Ein Ausnahmetalent und sein plötzliches Karriereende

Erst Juso-Chef (2017), dann GroKo-Schreck (2018), später Königsmacher der Parteivorsitzenden Saskia Esken und Norbert-Walter Borjans (2019), schließlich Generalsekretär nach dem SPD-Wahlsieg 2021. Ein Ausnahmetalent.
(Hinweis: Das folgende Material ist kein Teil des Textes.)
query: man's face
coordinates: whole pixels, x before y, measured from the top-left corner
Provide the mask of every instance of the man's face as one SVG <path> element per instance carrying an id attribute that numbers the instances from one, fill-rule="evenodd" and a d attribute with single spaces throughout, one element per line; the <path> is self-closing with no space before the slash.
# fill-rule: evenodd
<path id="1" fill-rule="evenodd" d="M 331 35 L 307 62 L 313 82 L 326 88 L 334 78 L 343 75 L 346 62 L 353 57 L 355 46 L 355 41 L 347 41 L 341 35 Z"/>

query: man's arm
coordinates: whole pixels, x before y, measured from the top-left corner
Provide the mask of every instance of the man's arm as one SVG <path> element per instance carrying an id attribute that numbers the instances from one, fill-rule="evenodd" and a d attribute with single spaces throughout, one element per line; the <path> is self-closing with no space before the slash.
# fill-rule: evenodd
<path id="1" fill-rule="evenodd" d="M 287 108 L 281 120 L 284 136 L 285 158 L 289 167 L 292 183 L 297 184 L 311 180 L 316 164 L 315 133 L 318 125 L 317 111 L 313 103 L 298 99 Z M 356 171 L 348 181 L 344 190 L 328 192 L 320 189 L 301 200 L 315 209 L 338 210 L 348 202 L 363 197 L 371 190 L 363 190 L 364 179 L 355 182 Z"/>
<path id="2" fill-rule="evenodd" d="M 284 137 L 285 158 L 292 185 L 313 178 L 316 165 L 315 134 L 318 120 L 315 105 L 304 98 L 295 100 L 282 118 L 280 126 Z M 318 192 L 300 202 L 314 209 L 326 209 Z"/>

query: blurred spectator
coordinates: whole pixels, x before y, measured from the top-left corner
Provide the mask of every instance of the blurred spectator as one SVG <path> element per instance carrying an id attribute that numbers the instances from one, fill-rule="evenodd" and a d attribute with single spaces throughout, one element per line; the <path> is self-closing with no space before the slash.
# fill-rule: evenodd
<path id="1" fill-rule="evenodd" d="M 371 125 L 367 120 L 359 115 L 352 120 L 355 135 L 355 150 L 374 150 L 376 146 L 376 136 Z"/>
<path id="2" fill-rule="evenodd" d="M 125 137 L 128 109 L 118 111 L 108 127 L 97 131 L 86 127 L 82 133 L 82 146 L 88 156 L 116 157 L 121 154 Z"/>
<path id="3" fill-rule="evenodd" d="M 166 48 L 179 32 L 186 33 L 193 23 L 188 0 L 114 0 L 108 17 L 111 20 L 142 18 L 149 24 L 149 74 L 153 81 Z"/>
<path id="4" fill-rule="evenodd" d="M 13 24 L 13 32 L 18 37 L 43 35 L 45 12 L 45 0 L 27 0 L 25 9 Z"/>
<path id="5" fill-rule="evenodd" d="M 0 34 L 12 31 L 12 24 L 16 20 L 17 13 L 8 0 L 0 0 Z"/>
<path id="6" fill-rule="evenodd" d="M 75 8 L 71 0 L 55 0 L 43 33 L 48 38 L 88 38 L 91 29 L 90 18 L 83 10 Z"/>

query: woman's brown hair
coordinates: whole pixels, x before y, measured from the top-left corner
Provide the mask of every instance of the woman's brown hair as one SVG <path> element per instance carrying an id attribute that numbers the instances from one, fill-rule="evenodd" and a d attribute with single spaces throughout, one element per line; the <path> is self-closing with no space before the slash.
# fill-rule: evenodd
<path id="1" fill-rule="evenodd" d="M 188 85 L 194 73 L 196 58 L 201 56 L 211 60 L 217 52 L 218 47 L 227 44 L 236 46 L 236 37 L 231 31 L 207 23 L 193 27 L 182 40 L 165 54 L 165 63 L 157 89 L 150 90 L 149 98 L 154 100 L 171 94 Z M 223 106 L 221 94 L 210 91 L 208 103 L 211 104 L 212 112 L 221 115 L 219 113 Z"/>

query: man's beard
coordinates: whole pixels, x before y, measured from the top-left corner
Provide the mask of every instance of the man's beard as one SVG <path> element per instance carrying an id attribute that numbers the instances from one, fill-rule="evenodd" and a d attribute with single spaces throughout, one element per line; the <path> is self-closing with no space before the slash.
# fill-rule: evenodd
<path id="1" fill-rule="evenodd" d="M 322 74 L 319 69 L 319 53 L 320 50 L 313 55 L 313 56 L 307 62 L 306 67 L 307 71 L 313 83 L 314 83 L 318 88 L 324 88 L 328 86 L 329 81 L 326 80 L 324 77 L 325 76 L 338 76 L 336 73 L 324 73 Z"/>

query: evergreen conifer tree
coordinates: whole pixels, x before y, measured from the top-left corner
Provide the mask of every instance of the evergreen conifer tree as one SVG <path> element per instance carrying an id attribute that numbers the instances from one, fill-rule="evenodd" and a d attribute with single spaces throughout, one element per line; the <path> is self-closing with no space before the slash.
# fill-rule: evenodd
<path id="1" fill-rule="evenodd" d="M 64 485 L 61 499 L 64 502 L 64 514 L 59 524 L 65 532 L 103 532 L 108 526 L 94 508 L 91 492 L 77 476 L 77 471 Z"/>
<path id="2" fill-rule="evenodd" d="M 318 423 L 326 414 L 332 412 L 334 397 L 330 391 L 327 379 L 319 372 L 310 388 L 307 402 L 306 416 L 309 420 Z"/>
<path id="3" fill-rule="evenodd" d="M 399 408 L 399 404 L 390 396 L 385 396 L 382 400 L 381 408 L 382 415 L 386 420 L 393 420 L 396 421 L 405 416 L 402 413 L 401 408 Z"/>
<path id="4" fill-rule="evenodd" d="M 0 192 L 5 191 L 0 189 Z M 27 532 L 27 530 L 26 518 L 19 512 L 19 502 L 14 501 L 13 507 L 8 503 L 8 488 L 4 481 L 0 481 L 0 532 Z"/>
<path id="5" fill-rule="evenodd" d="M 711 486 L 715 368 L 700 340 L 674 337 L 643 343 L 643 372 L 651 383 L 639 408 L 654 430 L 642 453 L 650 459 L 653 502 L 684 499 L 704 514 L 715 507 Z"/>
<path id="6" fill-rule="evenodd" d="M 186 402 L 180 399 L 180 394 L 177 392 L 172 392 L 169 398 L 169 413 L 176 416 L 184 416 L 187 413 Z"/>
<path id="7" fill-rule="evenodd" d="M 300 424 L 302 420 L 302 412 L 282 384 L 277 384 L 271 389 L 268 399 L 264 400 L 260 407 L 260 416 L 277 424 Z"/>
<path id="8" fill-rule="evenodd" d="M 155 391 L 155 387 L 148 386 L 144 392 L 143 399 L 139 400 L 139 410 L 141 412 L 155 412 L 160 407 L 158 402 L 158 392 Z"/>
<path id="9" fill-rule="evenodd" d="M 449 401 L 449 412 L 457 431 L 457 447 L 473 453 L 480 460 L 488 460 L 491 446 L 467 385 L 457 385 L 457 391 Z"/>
Und eine Blitzkarriere, die im Oktober vergangenen Jahres ein unerwartetes Ende nimmt. 

"Für einen Wahlsieg der SPD braucht es den vollen Einsatz der SPD", schreibt Kühnert damals in einem Brief. "Ich selbst kann im Moment nicht über mich hinauswachsen, weil ich leider nicht gesund bin." Die Energie, die für sein Amt und den Wahlkampf nötig seien, brauche er auf absehbare Zeit, um wieder gesund zu werden. Kühnert geht. Mit aller Konsequenz. Auch für den Bundestag kandidiert er nicht wieder.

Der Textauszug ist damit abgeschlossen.